Other cost-saving measures
Other than directly reducing headcounts, employers may also utilize cost-saving measures. Undertaking cost-saving measures may provide the added benefit of showing that the employer has exhausted all other remedies if it later becomes necessary to pursue layoffs. Such measures may also be good transition steps if shareholders cannot yet reach an agreement on strategic changes for the company’s repositioning or downsizing.
Employers may negotiate compensation reductions with employees, with or without reducing job responsibilities. Employees who are aware of operational difficulties will often comply with reductions for fear of being laid off. As employment contracts are to be in writing, any amendment to them should also be in writing. Note that the Supreme People’s Court, in its judicial interpretation relating to labor contract disputes, has relaxed documentation requirements -- orally agreed amendments are effective if the amended contract has been performed for more than one month, unless the amendment conflicts with statutory provisions or is against public policy.

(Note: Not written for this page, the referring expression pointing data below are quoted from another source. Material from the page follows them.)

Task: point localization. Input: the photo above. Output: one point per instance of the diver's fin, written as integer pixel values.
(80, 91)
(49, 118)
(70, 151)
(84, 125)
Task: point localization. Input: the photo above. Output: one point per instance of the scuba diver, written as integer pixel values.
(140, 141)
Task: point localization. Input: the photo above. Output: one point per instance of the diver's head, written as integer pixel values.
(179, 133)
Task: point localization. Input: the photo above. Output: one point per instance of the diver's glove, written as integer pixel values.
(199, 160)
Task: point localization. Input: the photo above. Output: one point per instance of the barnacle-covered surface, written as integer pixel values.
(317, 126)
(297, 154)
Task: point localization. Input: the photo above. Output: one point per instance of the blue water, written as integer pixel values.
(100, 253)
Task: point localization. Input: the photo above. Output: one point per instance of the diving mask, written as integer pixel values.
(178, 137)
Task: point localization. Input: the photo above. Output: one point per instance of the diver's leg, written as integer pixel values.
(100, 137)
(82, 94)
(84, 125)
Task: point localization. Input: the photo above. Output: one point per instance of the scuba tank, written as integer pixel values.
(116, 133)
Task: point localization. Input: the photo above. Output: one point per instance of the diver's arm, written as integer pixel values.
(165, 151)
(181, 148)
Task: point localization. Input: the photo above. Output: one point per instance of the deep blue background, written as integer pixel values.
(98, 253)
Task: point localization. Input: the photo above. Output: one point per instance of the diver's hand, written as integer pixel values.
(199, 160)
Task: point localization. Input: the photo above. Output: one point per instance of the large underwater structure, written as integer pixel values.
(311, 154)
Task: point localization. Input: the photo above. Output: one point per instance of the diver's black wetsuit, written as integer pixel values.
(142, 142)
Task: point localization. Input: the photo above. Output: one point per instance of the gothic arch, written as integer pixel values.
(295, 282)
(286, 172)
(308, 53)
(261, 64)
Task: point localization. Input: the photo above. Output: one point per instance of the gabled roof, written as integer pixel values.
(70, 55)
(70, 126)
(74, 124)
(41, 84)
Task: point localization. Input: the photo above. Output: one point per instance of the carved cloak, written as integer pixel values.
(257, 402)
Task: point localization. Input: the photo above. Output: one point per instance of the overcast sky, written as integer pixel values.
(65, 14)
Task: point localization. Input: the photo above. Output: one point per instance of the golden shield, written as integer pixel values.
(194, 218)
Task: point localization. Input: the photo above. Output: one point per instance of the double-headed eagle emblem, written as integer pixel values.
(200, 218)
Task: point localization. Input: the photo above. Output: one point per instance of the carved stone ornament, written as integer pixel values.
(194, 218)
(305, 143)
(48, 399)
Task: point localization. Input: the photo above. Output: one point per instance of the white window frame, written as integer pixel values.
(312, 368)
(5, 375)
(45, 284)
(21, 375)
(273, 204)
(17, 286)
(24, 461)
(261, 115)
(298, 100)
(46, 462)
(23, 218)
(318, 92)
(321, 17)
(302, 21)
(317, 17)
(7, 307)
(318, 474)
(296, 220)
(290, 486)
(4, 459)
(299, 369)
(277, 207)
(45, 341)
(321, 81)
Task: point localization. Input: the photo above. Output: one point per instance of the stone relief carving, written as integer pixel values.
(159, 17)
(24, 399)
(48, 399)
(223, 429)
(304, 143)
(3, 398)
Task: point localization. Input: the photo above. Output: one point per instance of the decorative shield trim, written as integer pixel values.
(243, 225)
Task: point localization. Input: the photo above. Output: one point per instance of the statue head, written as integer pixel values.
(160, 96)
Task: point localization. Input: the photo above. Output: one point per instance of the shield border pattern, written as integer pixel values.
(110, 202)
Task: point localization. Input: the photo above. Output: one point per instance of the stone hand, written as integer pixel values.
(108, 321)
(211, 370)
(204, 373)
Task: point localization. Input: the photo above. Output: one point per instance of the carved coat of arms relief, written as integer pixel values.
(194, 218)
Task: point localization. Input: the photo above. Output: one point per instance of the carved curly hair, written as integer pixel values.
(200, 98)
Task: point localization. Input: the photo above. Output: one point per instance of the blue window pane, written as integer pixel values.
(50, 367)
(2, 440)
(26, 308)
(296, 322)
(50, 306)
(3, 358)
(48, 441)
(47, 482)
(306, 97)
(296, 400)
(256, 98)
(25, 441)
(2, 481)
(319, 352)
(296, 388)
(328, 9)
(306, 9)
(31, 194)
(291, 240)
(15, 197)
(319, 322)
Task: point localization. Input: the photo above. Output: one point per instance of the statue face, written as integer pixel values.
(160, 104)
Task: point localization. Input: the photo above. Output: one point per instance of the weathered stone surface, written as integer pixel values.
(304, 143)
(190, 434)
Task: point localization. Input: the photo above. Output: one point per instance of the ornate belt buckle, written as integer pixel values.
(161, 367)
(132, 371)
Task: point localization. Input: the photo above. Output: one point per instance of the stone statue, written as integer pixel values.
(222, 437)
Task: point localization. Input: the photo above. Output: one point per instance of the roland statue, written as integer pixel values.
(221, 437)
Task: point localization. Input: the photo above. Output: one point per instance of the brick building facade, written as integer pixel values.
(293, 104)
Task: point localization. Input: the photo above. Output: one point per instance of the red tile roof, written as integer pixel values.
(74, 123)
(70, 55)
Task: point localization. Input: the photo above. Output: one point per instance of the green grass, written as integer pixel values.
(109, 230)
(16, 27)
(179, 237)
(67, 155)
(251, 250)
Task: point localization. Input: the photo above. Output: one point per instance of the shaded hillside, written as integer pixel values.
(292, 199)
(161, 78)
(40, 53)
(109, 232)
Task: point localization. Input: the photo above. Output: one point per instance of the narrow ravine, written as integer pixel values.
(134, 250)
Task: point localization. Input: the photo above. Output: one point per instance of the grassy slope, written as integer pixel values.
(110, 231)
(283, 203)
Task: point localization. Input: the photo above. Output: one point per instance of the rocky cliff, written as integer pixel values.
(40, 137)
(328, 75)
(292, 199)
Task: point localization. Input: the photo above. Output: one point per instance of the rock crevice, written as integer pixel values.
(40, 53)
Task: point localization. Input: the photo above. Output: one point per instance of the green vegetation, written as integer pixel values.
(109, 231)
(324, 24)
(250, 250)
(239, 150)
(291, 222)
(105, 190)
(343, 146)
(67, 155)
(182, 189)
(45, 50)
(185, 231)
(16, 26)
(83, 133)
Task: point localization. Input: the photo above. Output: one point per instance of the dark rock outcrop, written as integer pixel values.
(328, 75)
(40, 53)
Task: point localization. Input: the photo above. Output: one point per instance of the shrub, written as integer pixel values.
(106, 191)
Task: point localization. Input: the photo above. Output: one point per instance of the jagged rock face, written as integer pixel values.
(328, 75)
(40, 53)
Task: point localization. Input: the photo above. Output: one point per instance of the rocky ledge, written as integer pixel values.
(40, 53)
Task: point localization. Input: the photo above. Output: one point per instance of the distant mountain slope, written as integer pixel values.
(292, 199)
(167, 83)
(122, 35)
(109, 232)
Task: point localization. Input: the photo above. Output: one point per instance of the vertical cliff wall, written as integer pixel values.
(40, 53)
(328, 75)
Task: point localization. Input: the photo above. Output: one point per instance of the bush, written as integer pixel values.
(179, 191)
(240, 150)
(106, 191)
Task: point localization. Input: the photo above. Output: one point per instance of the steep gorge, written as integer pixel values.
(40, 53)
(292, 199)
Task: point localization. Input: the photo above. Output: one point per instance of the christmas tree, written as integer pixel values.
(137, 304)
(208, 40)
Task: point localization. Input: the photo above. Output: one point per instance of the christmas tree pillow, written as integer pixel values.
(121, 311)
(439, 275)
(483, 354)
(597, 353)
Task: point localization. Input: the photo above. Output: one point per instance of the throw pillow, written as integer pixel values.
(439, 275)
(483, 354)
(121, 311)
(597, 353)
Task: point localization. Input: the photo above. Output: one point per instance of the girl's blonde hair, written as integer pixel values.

Therefore, the reduced compensation or change in work duties can be effective if the employee has performed under the amended contract for a period longer than one month, and cannot otherwise prove that he or she has objected the amended terms.
Alternatively, employees can be placed on temporary leave. Uncompensated leave is illegal, but if the leave is due to a facility shutdown which lasts for more than one wage period (typically one month), employers are required only to pay the local minimum wage. In this scenario, the leave would be accompanied by the shutdown of all or part of the employer’s business operations. Under certain local rules, payments to employees may be further reduced. In Beijing, for example, an employer is required to pay only 70% of the local minimum wage; in Shenzhen the amount is 80%.
When considering workforce reductions in China, employers should consider both the legal and practical business elements involved. A well-planned and thoughtful strategy usually requires an understanding of the local practices, skilled communication with employees and labor authorities, and effective management of employee expectations. Whether or not a direct layoff is feasible, employers should also be flexible with other alternatives in order to achieve the best possible results under PRC law.